Dunum was a Latinized name of a place in ancient Ireland and the name of at least two recorded settlements there, one in the far north, one in the far south. The southerly settlement is attributed in ancient print as the original site or namesake of Rathdrum in County Wicklow. The northerly is attributed to the settlement of Downpatrick in County Down, which the Irish called Dunedh, and also Rath-keltar or Rath-Keltair, .The name originated from Keltair, son of Duach – Rath- meaning castle – and was quoted as that in the Will of Saint Patrick.

== Overview ==
As a word, Dunum is very similar to words for fortifications and measurements, and sometimes used as a suffix or prefix in placenames to note the presence of fortification.

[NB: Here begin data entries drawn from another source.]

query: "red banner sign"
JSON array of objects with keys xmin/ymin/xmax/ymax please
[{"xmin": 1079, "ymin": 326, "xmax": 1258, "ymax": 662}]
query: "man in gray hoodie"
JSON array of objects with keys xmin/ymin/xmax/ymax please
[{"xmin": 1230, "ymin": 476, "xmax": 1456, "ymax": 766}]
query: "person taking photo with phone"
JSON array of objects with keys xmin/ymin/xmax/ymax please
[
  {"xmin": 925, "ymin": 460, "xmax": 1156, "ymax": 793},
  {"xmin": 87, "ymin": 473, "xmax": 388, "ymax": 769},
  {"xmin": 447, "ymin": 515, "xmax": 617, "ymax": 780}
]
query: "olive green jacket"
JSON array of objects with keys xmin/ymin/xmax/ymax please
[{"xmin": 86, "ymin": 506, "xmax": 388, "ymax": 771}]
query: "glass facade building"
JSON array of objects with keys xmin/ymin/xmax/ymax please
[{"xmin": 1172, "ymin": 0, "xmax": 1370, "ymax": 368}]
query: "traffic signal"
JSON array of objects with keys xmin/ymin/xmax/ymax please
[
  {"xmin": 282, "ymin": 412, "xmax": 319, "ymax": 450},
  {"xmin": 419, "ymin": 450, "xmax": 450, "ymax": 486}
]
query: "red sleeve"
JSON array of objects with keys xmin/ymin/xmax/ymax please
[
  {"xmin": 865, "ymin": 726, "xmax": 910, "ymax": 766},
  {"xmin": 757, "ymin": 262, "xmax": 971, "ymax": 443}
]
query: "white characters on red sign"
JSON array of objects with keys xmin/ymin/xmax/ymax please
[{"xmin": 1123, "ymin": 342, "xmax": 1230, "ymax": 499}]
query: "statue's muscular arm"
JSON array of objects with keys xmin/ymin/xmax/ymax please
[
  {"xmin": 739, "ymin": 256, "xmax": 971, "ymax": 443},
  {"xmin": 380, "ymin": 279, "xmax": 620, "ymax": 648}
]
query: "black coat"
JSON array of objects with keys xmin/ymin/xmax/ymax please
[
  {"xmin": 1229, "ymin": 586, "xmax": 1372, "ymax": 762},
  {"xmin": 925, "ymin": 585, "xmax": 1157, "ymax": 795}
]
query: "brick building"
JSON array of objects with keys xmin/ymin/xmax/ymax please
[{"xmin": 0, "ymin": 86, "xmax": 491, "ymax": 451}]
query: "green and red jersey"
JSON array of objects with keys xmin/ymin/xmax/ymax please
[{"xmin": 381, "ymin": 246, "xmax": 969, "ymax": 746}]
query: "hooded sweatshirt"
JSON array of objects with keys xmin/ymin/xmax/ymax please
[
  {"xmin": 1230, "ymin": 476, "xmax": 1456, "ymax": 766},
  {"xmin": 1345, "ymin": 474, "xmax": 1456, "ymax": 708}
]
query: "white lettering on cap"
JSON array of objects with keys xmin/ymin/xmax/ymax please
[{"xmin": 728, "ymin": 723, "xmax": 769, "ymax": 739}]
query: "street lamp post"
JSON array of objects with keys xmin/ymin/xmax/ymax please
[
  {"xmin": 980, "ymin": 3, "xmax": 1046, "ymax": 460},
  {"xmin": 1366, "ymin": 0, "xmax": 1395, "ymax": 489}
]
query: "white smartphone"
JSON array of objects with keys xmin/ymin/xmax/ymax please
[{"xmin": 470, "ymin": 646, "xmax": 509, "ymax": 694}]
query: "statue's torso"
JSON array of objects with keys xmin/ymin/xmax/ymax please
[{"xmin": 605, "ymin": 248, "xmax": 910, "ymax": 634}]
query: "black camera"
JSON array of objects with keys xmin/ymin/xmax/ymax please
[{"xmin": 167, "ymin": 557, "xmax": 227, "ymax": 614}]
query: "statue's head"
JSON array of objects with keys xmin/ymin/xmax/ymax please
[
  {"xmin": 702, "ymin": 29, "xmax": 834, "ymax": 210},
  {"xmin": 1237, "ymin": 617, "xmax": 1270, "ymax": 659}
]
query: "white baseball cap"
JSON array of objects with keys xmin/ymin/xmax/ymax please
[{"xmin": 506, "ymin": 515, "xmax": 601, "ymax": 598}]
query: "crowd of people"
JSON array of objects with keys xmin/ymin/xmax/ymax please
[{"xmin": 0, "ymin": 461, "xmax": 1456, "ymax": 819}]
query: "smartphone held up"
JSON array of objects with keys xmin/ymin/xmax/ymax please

It was a word for hill with ancient Gauls, Britons, and Saxons. It is also a latinization of the word "dun", separately evolved on the continent, but to the same meaning – a fortification or a hill – in several languages, particularly Gothic. As such, variations of this placename are one of the most commonly recurring naming group for places in Ireland and an identifiable feature in placenames both in Britain and throughout much of Europe. It is similar in meaning to the Old English dün meaning "down", "hill" or "mountain" and used in such English place names as Ashdown, Bredon and Snowdon.

Use of Dunum in placenames may indicate a Belgic origin for some of the tribes of Ireland. It was the name of the chief town of the Cauci, an early Irish tribe documented by Ptolemy in the second century, who may have been Belgic, and were related to the Chauci from what is now northern Germany.